Light Returns, Letting Go
This week I gave notice to my team the same day Unilever announced spinning off the Ice Cream Business and planning to lay off 7,500 employees in the next two years. Also it was the first day of Spring. A day we’re moving from darkness towards increasing daylight.
Sunrise on the snow covered hayfields.
I told my Dad I was leaving Unilever and he asked me why and then didn’t want to talk to me anymore. This isn’t unusual for him. He usually calls me on FaceTime a few times each week, asks me the same three or four questions:
How’s Unilever treating you?
Whacha having for supper?
Where’s Stefan?
How are the puppy dogs?
Then he tells me what he ate for supper.
“Grilled cheese with a slice of tomato.”
Or, “Mac and Cheese with a side of coleslaw.”

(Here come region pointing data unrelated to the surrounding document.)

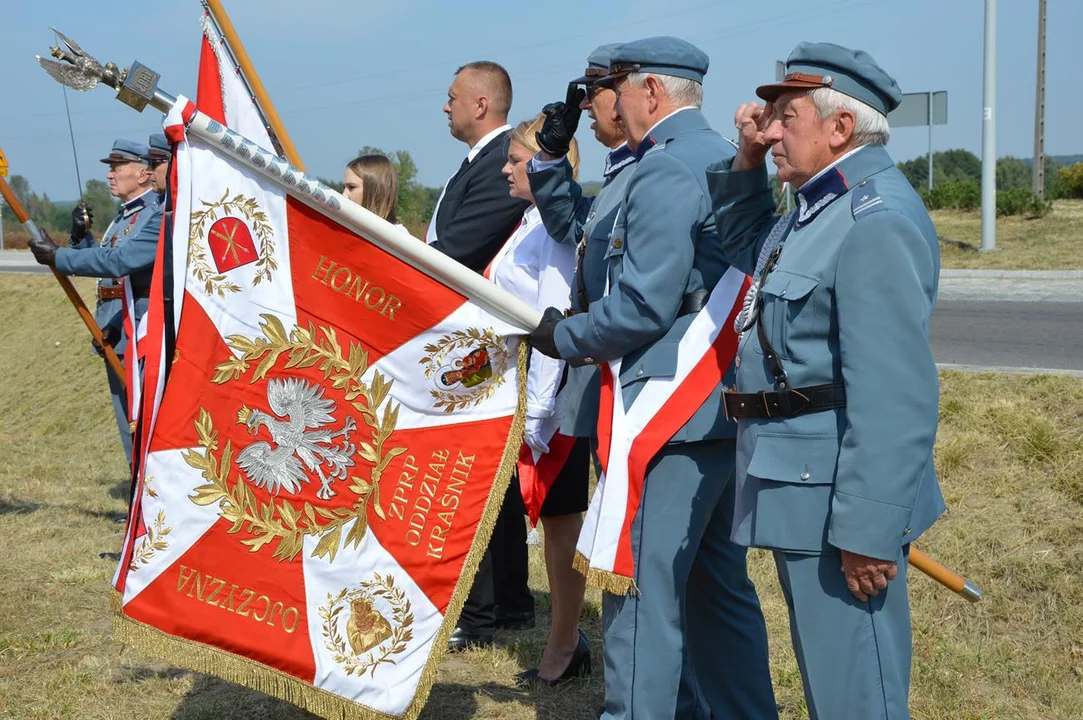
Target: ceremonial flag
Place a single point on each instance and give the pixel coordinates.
(629, 437)
(222, 95)
(334, 439)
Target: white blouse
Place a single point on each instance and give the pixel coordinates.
(538, 271)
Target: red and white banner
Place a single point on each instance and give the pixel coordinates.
(629, 437)
(329, 453)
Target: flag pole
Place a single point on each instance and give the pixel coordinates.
(334, 205)
(111, 357)
(944, 576)
(139, 89)
(251, 78)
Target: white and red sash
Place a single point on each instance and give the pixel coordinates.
(537, 471)
(629, 437)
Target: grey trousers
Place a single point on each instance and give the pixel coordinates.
(853, 656)
(693, 641)
(120, 411)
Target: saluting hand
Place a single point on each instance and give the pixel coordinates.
(752, 120)
(561, 121)
(42, 248)
(866, 576)
(82, 217)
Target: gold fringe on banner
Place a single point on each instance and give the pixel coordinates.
(251, 673)
(242, 670)
(482, 536)
(603, 579)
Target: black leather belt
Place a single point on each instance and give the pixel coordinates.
(692, 302)
(786, 403)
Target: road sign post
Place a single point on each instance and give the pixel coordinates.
(921, 108)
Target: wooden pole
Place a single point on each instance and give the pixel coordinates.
(248, 70)
(111, 357)
(946, 577)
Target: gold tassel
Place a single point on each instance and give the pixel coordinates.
(484, 533)
(233, 668)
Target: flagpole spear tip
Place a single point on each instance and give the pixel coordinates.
(136, 86)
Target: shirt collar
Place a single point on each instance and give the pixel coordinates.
(485, 141)
(618, 158)
(823, 188)
(135, 204)
(649, 140)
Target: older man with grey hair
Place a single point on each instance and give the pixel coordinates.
(836, 396)
(689, 593)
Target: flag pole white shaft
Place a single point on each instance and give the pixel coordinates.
(336, 206)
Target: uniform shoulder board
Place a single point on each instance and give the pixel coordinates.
(865, 198)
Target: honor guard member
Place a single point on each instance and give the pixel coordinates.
(836, 390)
(571, 217)
(128, 248)
(662, 261)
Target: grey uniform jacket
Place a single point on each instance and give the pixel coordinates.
(570, 217)
(128, 248)
(849, 302)
(663, 246)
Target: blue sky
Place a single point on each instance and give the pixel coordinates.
(346, 74)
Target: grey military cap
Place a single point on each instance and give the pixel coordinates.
(852, 73)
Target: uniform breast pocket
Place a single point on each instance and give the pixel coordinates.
(614, 253)
(790, 314)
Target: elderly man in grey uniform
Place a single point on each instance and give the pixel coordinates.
(836, 392)
(128, 248)
(663, 259)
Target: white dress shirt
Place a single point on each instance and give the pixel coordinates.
(430, 235)
(538, 271)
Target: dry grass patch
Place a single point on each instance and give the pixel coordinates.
(1010, 456)
(1051, 243)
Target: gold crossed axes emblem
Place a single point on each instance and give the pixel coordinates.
(231, 243)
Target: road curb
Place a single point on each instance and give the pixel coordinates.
(1015, 274)
(1008, 370)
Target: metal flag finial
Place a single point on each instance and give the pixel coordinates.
(135, 87)
(81, 72)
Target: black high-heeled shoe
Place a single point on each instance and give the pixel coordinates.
(577, 667)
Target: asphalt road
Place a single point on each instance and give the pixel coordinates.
(1008, 335)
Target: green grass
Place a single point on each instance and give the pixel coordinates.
(1009, 453)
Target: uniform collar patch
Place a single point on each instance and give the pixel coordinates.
(617, 160)
(818, 194)
(133, 206)
(648, 143)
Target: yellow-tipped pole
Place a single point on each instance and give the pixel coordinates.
(218, 12)
(111, 357)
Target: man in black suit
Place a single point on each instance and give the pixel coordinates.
(474, 214)
(473, 219)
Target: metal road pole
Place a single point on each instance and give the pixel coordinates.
(930, 139)
(989, 133)
(1039, 174)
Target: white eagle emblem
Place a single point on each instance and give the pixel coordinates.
(299, 441)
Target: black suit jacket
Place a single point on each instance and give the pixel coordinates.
(477, 216)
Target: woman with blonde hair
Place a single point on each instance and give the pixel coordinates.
(553, 469)
(372, 182)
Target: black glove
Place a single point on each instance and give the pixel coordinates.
(43, 248)
(82, 218)
(111, 336)
(542, 338)
(561, 119)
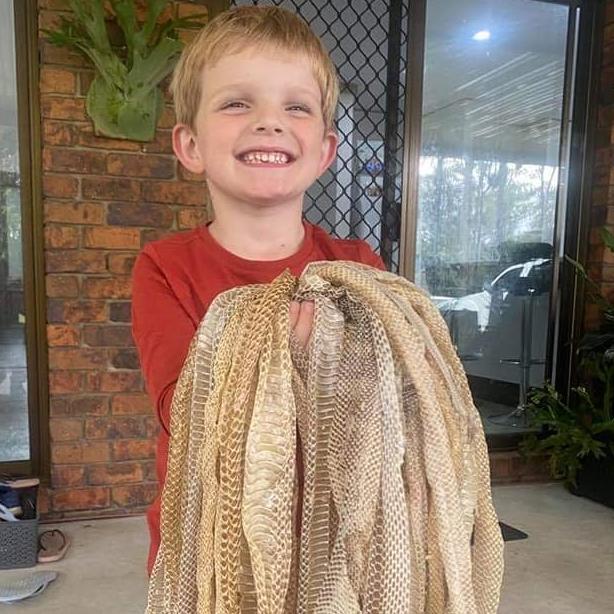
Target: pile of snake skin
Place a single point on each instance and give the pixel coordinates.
(350, 476)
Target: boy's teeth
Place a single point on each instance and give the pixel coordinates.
(276, 157)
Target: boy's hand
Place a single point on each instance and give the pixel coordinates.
(301, 321)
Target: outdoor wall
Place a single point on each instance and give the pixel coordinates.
(103, 200)
(601, 260)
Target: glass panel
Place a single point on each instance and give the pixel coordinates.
(489, 173)
(360, 196)
(14, 437)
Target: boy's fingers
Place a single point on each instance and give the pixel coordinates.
(304, 322)
(295, 308)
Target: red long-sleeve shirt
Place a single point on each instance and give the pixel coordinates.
(174, 282)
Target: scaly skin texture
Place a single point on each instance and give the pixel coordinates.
(394, 479)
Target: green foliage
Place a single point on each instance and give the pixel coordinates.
(124, 100)
(573, 431)
(584, 427)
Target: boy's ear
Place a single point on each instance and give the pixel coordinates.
(186, 149)
(329, 150)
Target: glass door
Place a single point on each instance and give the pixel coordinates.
(14, 427)
(489, 177)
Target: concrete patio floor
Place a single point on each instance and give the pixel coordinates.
(566, 566)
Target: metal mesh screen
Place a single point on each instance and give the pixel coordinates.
(360, 195)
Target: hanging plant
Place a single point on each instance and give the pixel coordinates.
(125, 99)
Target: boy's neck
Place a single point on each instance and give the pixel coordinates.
(263, 235)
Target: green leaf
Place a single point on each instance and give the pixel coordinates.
(126, 17)
(608, 238)
(118, 116)
(147, 72)
(90, 15)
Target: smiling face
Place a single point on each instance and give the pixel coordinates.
(259, 134)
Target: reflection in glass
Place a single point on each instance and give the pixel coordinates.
(489, 174)
(14, 438)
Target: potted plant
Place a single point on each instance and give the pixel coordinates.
(578, 435)
(125, 99)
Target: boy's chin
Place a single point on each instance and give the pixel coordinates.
(271, 199)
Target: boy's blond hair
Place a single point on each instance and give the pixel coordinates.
(242, 28)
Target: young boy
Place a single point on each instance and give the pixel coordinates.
(255, 96)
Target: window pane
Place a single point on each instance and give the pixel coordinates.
(493, 93)
(14, 438)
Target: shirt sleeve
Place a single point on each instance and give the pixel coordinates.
(162, 331)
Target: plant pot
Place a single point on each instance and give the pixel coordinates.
(595, 480)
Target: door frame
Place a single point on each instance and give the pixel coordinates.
(30, 168)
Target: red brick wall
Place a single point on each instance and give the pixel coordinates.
(103, 200)
(601, 260)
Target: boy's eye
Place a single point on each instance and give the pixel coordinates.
(235, 104)
(299, 107)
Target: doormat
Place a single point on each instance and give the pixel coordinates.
(511, 534)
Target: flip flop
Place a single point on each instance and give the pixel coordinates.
(52, 546)
(28, 586)
(6, 514)
(17, 483)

Or, “A cheese burger with a slice of tomato and a side salad.”
I have no idea if my Dad actually eats any of this, or if he’s telling me what he thinks I want to hear. My Dad has dementia and recently, a broken CPAP machine that’s being reordered and circling around a request queue I can only imagine will take additional weeks to appear in the mail one day. I’ve been impressed with his ability to call and run down the list of questions, understanding he wakes up 85 times an hour. That’s how poorly he sleeps without a sleep machine.
When we spoke this week and he asked how Unilever was treating me I said, “Great. And I gave notice at work this week.”
“You did WHAT?!” He said.
“I gave notice at work.”
“Where are you going? Why did you do that?” He said.
I started to respond and he interrupted, as he often does when I’m answering his questions.
“All right kiddo. Nice talking to you. I gotta go. I just wanted to give you a call and see how you’re doing.”
“All right Dad. Thanks for calling. Have a good night. Love you.” I said.
“Right back at you, double.” He said.
The next day my brother Nick called me, after texting to see if I was ok. Apparently he spoke with my Dad who told him I quit my job. Nick said he was proud of me. He said, “Look. You’ll either figure out what you want to do next, or you’ll have to settle. You’re smart. You’ll figure it out.”
I am fortunate to have siblings who listen and take an interest in my life. Not everyone has that, and I get a lot of energy from them.
Emory Hall’s poem about Spring resonated with me this week. It was shared with me and I shared it with some folks.
https://emoryhall.com/blogs/news/muddied
As we continue down the path of Spring I am reminded of weeks this winter that felt like Spring. Warm, muddy, and no snow cover. The dogs spent a lot of time digging mud holes instead of hunting voles in the snow. Perhaps we had our last glimpse of snow on Saturday. We had about 7-10 inches and lots of wind moving it around. By Sunday it was melting in the sun.
Kepler and Bula have different opinions about snow. Kepler, the husky is all in. Bula, not so much.
Moving forward, adopting an expansive view. Appreciating the way nature moves, looping back and forth from winter to spring as we had towards warmth and light, away from darkness.